I agree. In fact, the insistence that high energy physics be used is
the flaw in the skeptical arguments.
In most situations the coulomb barrier behaves in a textbook
fashion, but when bathed in the right vibrations the barrier can be
"tuned" to "soften".
I think a different description is more useful. The two nuclei have
first to get critically close together by intervention of an
electron. This process is conventional. Once this happens and the
bond can resonate, the periodic reduction in distance causes the
nuclei to emit a photon (gamma). Each emitted photon allows hte
distance to be reduced because the energy of the system has now been
reduced, which reduces the Coulomb barrier. After enough photons
have been emitted, the two nuclei collapse into one, which is the
nuclear product. Of course, the intervening electron that is
required to reduce the barrier is sucked into the final nucleus.
The process you have described has the characteristics of a ratchet.

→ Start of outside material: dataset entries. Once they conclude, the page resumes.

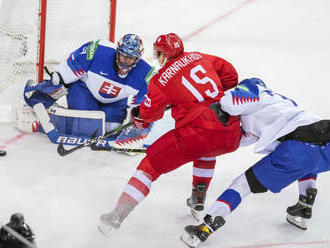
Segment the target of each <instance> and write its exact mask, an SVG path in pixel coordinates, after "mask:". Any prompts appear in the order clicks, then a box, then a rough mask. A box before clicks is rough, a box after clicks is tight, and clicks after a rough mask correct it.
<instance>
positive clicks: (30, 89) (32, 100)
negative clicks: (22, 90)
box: [24, 80, 55, 108]
mask: <svg viewBox="0 0 330 248" xmlns="http://www.w3.org/2000/svg"><path fill="white" fill-rule="evenodd" d="M34 84H35V82H34V81H33V80H29V81H28V82H27V83H26V85H25V88H24V100H25V102H26V104H27V105H29V106H30V107H31V108H33V106H34V105H36V104H38V103H42V104H43V105H44V106H45V108H49V107H50V106H51V105H53V103H54V102H55V100H54V99H53V98H52V97H50V96H49V95H48V94H46V93H43V92H41V91H39V90H38V89H37V88H36V87H37V86H35V85H34Z"/></svg>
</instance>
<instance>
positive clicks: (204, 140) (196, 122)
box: [99, 33, 241, 233]
mask: <svg viewBox="0 0 330 248" xmlns="http://www.w3.org/2000/svg"><path fill="white" fill-rule="evenodd" d="M154 52H155V56H156V57H157V59H158V62H159V63H160V65H161V66H162V68H161V69H160V70H159V72H158V74H156V75H154V76H153V77H152V79H151V80H150V83H149V86H148V94H147V96H146V98H145V100H144V101H143V102H142V103H141V105H140V106H139V107H136V108H134V109H133V110H132V122H133V125H134V126H136V127H140V128H146V127H148V126H149V125H150V123H152V122H154V121H156V120H159V119H161V118H162V116H163V114H164V111H165V109H166V107H167V106H168V105H169V106H171V108H172V109H171V111H172V117H173V118H174V119H175V122H176V123H175V129H173V130H171V131H169V132H167V133H166V134H164V135H163V136H162V137H160V138H159V139H158V140H157V141H155V142H154V143H153V144H152V145H151V146H150V147H149V148H148V149H147V155H146V157H145V158H144V159H143V160H142V161H141V162H140V164H139V166H138V167H137V171H136V172H135V174H134V175H133V177H132V178H131V179H130V180H129V182H128V184H127V186H126V188H125V189H124V192H123V193H122V195H121V196H120V198H119V200H118V202H117V205H116V207H115V209H114V210H113V211H111V212H110V213H108V214H103V215H102V216H101V223H100V225H99V228H100V230H101V231H103V232H105V233H107V232H108V231H109V230H110V229H112V228H115V229H118V228H119V227H120V225H121V223H122V222H123V220H124V219H125V218H126V217H127V216H128V214H129V213H130V212H131V211H132V210H133V209H134V207H135V206H136V205H138V204H139V203H140V202H141V201H142V200H143V199H144V198H145V197H146V196H147V195H148V193H149V191H150V188H151V184H152V182H153V181H155V180H156V179H157V178H158V177H159V176H160V175H162V174H165V173H168V172H170V171H173V170H175V169H177V168H178V167H180V166H181V165H183V164H186V163H188V162H193V185H192V186H193V189H192V194H191V197H190V198H188V199H187V205H188V206H189V207H190V208H192V210H197V211H201V210H203V208H204V202H205V196H206V191H207V189H208V186H209V184H210V181H211V179H212V177H213V172H214V166H215V162H216V158H215V156H218V155H221V154H225V153H228V152H233V151H234V150H236V149H237V147H238V145H239V141H240V135H241V132H240V122H239V118H238V117H232V116H229V115H228V116H221V115H220V114H216V111H214V110H212V109H211V108H210V107H209V106H210V105H211V104H212V103H215V102H218V101H219V99H221V97H222V96H223V95H224V91H225V90H228V89H230V88H232V87H234V86H236V85H237V81H238V76H237V72H236V70H235V68H234V67H233V66H232V65H231V64H230V63H229V62H227V61H226V60H224V59H222V58H219V57H216V56H212V55H207V54H203V53H200V52H184V47H183V43H182V40H181V39H180V37H179V36H178V35H176V34H174V33H170V34H165V35H161V36H159V37H158V38H157V40H156V41H155V43H154Z"/></svg>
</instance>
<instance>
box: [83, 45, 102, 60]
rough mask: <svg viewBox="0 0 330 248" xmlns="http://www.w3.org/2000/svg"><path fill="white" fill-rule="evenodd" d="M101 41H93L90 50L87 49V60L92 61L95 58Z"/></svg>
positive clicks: (88, 47) (88, 46) (88, 49)
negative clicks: (100, 41) (95, 55)
mask: <svg viewBox="0 0 330 248" xmlns="http://www.w3.org/2000/svg"><path fill="white" fill-rule="evenodd" d="M99 42H100V40H97V41H92V42H91V43H90V44H89V46H88V48H87V54H86V60H92V59H93V58H94V55H95V52H96V49H97V47H98V45H99Z"/></svg>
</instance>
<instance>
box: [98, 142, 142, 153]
mask: <svg viewBox="0 0 330 248" xmlns="http://www.w3.org/2000/svg"><path fill="white" fill-rule="evenodd" d="M91 149H92V150H93V151H108V152H110V151H113V152H133V153H146V148H117V147H98V146H96V144H95V143H92V144H91Z"/></svg>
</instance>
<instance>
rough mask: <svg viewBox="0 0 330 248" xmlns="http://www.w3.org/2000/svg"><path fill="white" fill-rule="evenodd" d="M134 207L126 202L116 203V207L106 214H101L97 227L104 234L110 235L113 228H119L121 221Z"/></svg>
mask: <svg viewBox="0 0 330 248" xmlns="http://www.w3.org/2000/svg"><path fill="white" fill-rule="evenodd" d="M133 209H134V206H133V205H131V204H129V203H126V204H120V205H117V206H116V208H115V209H114V210H113V211H111V212H110V213H108V214H102V215H101V217H100V223H99V225H98V229H99V230H100V232H102V233H103V234H104V235H106V236H111V233H112V231H113V230H114V229H119V228H120V226H121V223H122V222H123V221H124V219H125V218H126V217H127V216H128V214H129V213H130V212H131V211H132V210H133Z"/></svg>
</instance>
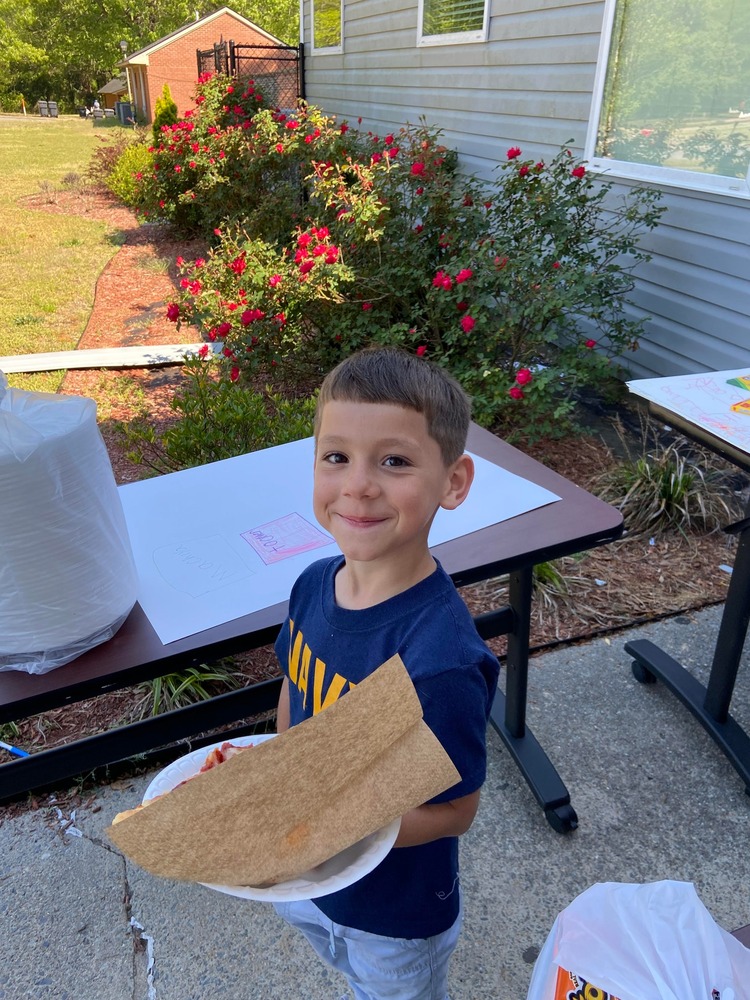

Curiously, Jones used the ratchet metaphor in another post where he
characterised the effect of modulating the input on the cell.
Yes Harry, this can be called a ratchet. All kinds of ratchets exist
in Nature. The challenge is to find the cause. In this case, the
nuclei have to communicate before they have fused into a single
nuclei. The form of htat communication is unknown, but very
important. Once discovered, this will get someone the Nobel prize.
Imagine the following sequence. The nuclei are held apart by an
electron bond, which is normally the case. Once formed, this structure
starts to resonate so that the two nuclei get periodically closer
together. As they approach each other, information is exchanged
between the nuclei that tells them they have too much mass -energy for
being this close. After all, if they were in contact, the excess mass-
energy would be 24 MeV if the nuclei were deuterons. But they are not
in contact yet, so that the excess mass-energy is less than the
maximum. Nevertheless, this excess must be dissipated, which each
nuclei does by emitting a photon having 1/2 of the excess energy for
the distance achieved. After the photons are emitted, the resonance
moves the two nuclei apart, but this time not as far as previously the
case. The next resonance cycle again brings the nuclei close, but this
time they come closer than before, again with emission of two photons.
This cycle repeats until all energy has been dissipated and the two
nuclei are in contact. The intervening electron, that was necessary to
the process, is sucked into the final nucleus. Because very little
energy is released by entry of the electron, the neutrino, if it is
emitted at all, has very little energy available to carry away.
This process, I suggest, is the unique and previously unknown
phenomenon that CF has revealed.
Ed Storms
This model requires the nuclei to "know" that they must emit energy
when they get close and that magnitude of the Coulomb barrier is
sensitive to the excess mass-energy of the two nuclei.
Ed Storms
Is this another way of saying it is related to the nuclear force? If
so then the ratchet is the nuclear force.